Vivian stood in the center of her living room, surrounded by crayons and half-finished drawings and the small, quiet artifacts of a life she had built piece by piece, hidden and fragile. Her hands were trembling. Her breath came in short, shallow gasps.

She walked to the kitchen, picked up her phone, and dialed.

Helena answered on the second ring. “Okay, I’m going to need you to tell me everything, because I just saw Silas Ravenwood’s car leaving your building, and I’m pretty sure that’s not a coincidence.”

“How did you—never mind. Helena, I need you to find something for me. A file. A contract. Anything that links Bancroft & Stirling to Winslow Industries.”

“That’s a lot of paper, Viv. What am I looking for?”

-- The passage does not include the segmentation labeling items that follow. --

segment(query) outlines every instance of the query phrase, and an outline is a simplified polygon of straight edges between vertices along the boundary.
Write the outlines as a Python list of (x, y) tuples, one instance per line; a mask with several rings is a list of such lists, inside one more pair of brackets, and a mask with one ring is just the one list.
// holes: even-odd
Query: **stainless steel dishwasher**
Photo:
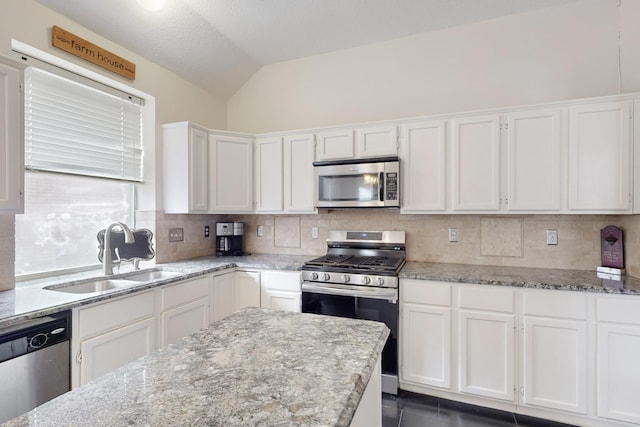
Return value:
[(0, 423), (69, 391), (69, 311), (0, 329)]

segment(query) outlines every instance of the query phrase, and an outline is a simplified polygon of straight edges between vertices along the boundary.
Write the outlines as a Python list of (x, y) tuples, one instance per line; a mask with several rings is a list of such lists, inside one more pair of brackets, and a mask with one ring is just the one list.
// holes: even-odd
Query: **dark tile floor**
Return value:
[(383, 427), (570, 427), (404, 390), (383, 395), (382, 417)]

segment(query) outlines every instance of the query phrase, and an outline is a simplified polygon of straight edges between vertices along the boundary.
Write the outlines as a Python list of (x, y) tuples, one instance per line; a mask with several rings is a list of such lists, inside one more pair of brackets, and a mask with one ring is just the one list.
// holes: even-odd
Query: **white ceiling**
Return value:
[(38, 1), (227, 98), (266, 64), (576, 0)]

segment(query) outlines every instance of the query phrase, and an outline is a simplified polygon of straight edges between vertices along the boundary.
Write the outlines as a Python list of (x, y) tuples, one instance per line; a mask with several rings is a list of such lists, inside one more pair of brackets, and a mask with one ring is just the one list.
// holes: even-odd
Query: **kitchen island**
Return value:
[(388, 334), (378, 322), (248, 308), (7, 425), (348, 426)]

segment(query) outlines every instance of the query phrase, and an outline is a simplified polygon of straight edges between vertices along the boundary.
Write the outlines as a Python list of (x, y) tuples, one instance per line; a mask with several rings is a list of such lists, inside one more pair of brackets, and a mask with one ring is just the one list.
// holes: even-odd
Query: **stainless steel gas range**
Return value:
[(327, 254), (302, 267), (302, 312), (384, 322), (382, 391), (398, 392), (398, 273), (404, 231), (331, 231)]

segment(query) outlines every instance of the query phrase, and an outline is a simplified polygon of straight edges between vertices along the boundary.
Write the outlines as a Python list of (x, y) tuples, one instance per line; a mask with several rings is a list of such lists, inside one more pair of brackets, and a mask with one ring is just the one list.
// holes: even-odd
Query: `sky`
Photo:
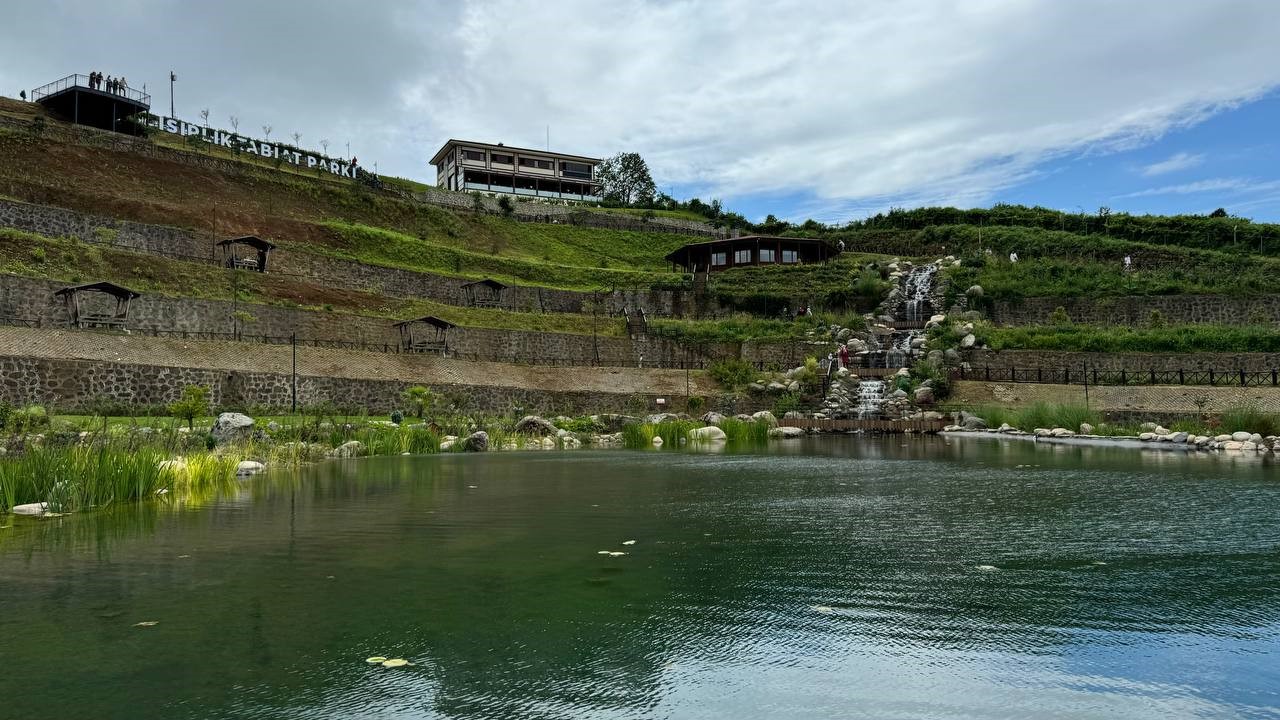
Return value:
[(451, 137), (549, 136), (753, 220), (1280, 222), (1276, 0), (8, 0), (5, 19), (3, 95), (96, 69), (168, 114), (172, 69), (179, 118), (429, 183)]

“A debt. A secret debt, something that the Ravenwoods could use to destroy us.” She paused, her eyes fixed on the drawing of the shadow father, still sitting on the coffee table. “And Helena? Don’t tell anyone. Not your assistant, not your husband, nobody.”

“You’re scaring me.”Visit Loerva.

“Good. I’m scared too.”

She hung up, walked to Eli’s bedroom door, and opened it a crack. He was asleep, curled on his side, his hand resting on the nightstand drawer where he’d put the drawing. The nightlight cast a soft orange glow across his face.

Gideon Winslow had a son.

And if Silas Ravenwood found out—if anyone found out—that boy would become a weapon. A prize. A target.

She closed the door softly and went back to the living room. The television had gone to static, the blue dog replaced by a test pattern. She turned it off, and the silence rushed in to fill the space.

The news was just starting. She reached for the remote to change the channel when she saw it—a photo on the screen, familiar and cold.

“Mommy, is that the man from my drawing? Is he real?” Eli asked, pointing to a photo of Gideon that suddenly appeared on a news broadcast.